1. Last Saturday, while attempting to aid my elderly grandfather into my van I did NOT trip off of a curb AND my 4" wedges and land squarely on my left knee on the concrete. If I had, I imagine that both shoes might have come flying off in midair, confirming my suspicion that they were the wrong choice that day. Also, I suppose I might have "caught" myself with the hand that was holding my iPhone, of course, and scratch the case all to heck. Then my dear sweet grandfather might have to come check on me, and later introduce me to people as, "This is Shaina. She fell." Glad that was not me!

2a. I did not consume, for breakfast today, the LARGEST Bavarian Cream filled, glazed donut (from Lamars) that I have ever laid eyes on. It was not about as thick as 2 pb&j's stacked together. I am not pining for another as I type. That would show a complete lack of restraint and/or common sense about the wellbeing of the human body. And I am very sensible, and not at all prone to tank on my diet by 9:00 am....

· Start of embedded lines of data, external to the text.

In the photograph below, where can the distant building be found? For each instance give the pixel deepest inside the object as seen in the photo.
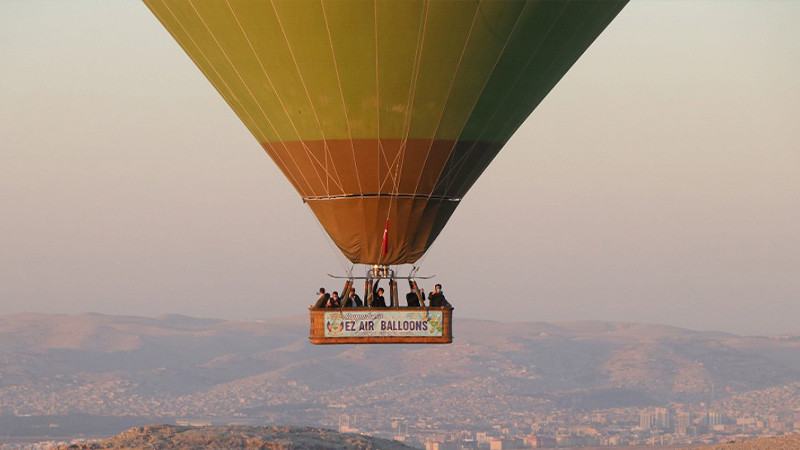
(442, 446)
(663, 418)
(683, 423)
(646, 419)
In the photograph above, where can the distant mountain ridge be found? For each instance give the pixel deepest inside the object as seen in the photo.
(181, 366)
(235, 437)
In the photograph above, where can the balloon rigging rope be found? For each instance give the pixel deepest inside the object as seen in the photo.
(412, 91)
(447, 97)
(326, 150)
(458, 167)
(309, 154)
(341, 95)
(261, 133)
(439, 178)
(339, 257)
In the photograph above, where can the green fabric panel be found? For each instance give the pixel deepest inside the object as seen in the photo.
(353, 37)
(181, 20)
(240, 46)
(548, 40)
(447, 29)
(307, 33)
(399, 32)
(490, 33)
(267, 67)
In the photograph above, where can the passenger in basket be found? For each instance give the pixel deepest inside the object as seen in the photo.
(336, 302)
(437, 299)
(354, 299)
(413, 301)
(377, 299)
(321, 299)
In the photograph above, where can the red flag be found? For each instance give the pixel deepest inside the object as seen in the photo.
(385, 243)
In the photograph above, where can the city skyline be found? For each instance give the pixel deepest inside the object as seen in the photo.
(657, 183)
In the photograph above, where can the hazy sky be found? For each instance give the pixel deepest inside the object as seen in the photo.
(659, 182)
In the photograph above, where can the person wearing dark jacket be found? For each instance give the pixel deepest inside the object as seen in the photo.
(354, 299)
(437, 299)
(413, 301)
(377, 299)
(321, 300)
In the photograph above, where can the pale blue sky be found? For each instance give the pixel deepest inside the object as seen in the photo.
(659, 182)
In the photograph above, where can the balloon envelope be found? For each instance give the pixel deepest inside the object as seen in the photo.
(383, 112)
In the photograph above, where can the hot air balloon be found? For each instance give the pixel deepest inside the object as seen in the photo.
(383, 113)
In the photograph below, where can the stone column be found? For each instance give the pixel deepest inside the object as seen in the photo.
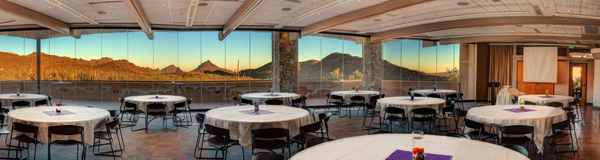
(285, 61)
(372, 66)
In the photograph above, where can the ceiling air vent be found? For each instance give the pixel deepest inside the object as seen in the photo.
(537, 10)
(591, 30)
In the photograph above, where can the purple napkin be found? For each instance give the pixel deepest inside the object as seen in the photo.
(517, 110)
(252, 113)
(159, 97)
(62, 113)
(408, 99)
(407, 155)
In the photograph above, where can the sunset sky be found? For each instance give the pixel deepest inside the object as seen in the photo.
(187, 50)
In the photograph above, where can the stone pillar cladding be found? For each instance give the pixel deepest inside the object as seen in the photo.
(285, 61)
(372, 66)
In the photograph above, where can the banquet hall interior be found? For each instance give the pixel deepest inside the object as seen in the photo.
(299, 79)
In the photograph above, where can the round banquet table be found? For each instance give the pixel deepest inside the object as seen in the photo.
(89, 118)
(405, 103)
(262, 97)
(143, 101)
(541, 118)
(351, 93)
(241, 124)
(543, 100)
(441, 92)
(380, 146)
(7, 99)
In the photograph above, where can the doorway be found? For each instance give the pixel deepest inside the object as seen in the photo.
(578, 81)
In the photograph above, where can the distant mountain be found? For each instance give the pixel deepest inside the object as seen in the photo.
(171, 69)
(209, 67)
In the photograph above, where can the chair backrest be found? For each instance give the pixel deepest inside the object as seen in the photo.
(452, 96)
(310, 127)
(554, 104)
(519, 149)
(516, 130)
(317, 141)
(41, 102)
(530, 103)
(156, 108)
(434, 96)
(563, 125)
(25, 128)
(297, 102)
(357, 99)
(382, 132)
(424, 111)
(130, 105)
(454, 135)
(472, 124)
(235, 100)
(65, 130)
(210, 129)
(21, 104)
(267, 156)
(245, 101)
(274, 102)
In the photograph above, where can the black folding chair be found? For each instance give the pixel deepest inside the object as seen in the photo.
(270, 139)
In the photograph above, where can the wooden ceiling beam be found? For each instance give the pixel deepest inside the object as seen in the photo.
(482, 22)
(29, 15)
(360, 14)
(137, 11)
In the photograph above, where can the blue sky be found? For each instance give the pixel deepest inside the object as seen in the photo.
(187, 50)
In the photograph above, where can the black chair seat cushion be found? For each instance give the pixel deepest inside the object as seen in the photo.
(516, 140)
(26, 139)
(220, 141)
(298, 138)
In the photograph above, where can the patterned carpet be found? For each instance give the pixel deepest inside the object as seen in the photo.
(157, 144)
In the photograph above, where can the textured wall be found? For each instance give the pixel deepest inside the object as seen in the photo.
(372, 66)
(285, 61)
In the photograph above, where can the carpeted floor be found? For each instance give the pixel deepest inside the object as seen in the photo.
(157, 144)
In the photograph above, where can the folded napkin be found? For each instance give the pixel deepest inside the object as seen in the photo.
(407, 155)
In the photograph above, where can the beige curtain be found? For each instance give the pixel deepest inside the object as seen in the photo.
(500, 65)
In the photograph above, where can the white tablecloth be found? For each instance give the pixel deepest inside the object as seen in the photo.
(379, 147)
(348, 94)
(241, 124)
(262, 97)
(143, 101)
(408, 105)
(89, 118)
(7, 99)
(543, 100)
(441, 92)
(541, 119)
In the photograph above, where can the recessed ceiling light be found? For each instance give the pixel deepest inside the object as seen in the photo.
(463, 3)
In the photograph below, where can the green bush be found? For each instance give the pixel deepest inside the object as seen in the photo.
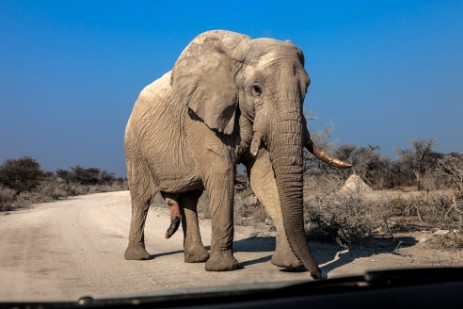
(21, 175)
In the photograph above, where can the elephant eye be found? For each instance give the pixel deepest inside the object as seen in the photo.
(256, 90)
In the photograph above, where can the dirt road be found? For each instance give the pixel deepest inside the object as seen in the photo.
(72, 248)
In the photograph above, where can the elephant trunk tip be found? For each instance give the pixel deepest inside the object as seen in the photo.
(174, 224)
(175, 217)
(255, 143)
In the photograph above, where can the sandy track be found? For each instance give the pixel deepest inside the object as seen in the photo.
(72, 248)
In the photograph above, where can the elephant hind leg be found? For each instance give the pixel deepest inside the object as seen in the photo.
(142, 190)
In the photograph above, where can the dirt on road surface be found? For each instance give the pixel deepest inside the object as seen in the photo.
(72, 248)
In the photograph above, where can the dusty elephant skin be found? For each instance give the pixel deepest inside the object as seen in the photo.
(228, 99)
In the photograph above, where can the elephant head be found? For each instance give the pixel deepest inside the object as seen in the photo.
(222, 76)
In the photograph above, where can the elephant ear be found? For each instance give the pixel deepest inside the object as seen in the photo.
(203, 79)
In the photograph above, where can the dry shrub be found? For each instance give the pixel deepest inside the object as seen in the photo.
(347, 222)
(7, 199)
(423, 212)
(451, 240)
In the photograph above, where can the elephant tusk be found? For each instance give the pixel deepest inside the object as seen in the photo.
(325, 157)
(255, 143)
(175, 217)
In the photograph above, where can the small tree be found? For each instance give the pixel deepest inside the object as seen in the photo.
(450, 170)
(419, 160)
(23, 174)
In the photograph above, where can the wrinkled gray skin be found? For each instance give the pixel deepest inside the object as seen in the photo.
(190, 128)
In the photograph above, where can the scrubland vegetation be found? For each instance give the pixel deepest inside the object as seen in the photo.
(419, 191)
(422, 190)
(24, 182)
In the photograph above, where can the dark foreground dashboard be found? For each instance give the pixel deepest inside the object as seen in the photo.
(404, 288)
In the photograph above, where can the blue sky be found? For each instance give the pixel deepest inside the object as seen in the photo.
(383, 72)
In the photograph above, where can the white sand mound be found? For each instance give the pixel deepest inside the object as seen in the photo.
(355, 184)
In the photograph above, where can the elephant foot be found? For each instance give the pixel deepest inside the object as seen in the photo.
(136, 252)
(286, 260)
(196, 254)
(222, 261)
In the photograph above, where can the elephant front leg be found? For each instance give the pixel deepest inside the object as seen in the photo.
(136, 247)
(220, 186)
(192, 242)
(263, 184)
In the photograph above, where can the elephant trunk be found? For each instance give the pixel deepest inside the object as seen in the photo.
(286, 153)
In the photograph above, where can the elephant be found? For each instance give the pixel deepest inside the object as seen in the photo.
(229, 99)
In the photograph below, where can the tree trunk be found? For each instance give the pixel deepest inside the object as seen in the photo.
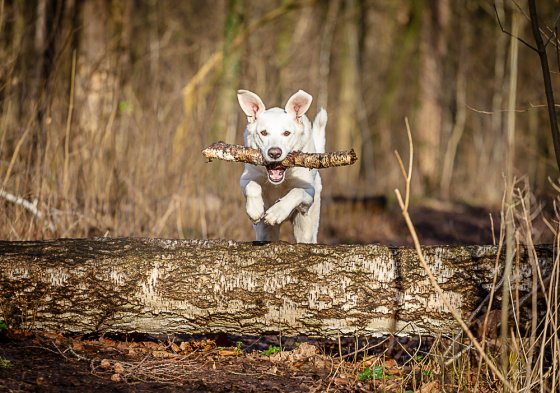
(166, 286)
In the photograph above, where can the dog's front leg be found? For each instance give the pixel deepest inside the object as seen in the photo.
(301, 198)
(254, 201)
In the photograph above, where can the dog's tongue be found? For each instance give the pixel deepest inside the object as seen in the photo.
(276, 174)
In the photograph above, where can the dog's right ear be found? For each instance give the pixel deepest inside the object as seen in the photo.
(251, 104)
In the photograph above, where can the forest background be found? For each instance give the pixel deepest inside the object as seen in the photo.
(106, 105)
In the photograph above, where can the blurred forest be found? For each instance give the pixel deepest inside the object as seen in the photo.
(106, 105)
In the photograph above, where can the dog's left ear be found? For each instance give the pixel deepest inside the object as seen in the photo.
(298, 104)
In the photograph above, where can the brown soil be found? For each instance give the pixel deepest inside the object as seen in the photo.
(48, 362)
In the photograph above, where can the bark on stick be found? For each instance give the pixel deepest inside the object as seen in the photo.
(194, 286)
(240, 153)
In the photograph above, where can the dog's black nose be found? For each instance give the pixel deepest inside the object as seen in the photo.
(274, 152)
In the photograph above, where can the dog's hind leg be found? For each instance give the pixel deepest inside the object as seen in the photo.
(306, 226)
(266, 233)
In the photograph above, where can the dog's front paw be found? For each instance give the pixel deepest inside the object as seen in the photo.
(277, 214)
(255, 209)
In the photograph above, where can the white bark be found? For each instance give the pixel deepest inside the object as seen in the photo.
(167, 286)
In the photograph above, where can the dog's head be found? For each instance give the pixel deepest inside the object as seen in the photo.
(276, 132)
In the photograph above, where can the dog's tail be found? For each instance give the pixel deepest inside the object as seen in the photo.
(319, 125)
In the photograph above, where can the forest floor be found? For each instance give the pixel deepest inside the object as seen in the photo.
(50, 362)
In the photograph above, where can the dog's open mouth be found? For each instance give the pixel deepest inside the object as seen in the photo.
(275, 172)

2b. For dinner tonight I did NOT have a super huge helping of gelato from my beloved Cocoa Dolce. And if I did it's NOT because I thought "Why not? I already had a 700 calorie donut." I do not adhere to mindset that if you're going to ruin your diet, there's no sense in doing it half...way.

3. Since we're on the subject I did not receive a phone call from a loyal employee of said chocolate shop earlier in the week to inform me that my very favorite flavor is in the rotation this week. I'm not a junkie, after all.

4. My children have not been nude for the better part of 2 weeks because of potty training the younger. The 3 year old did not answer the door stark naked, at one point (I was indisposed at the time.) Nor would my darling offspring ever walk into, say, our dining room DURING dinner with guests wearing nothing but a smile, hands on their hips, as though it is normal to lack shame of any kind. Nope -not here. In fact we do not feel the need to warn any and all guests that they might see more than they bargained for in our home.

And, for my grand finale,

5. While digging for gum in my purse at church today I did not come across a pair of little boys, Star Wars undies. Used. I did not then try to remember *when* I put them in there, to no avail. I mean who does that? Certainly not me.

Well, I feel better. :) Your turn Internet.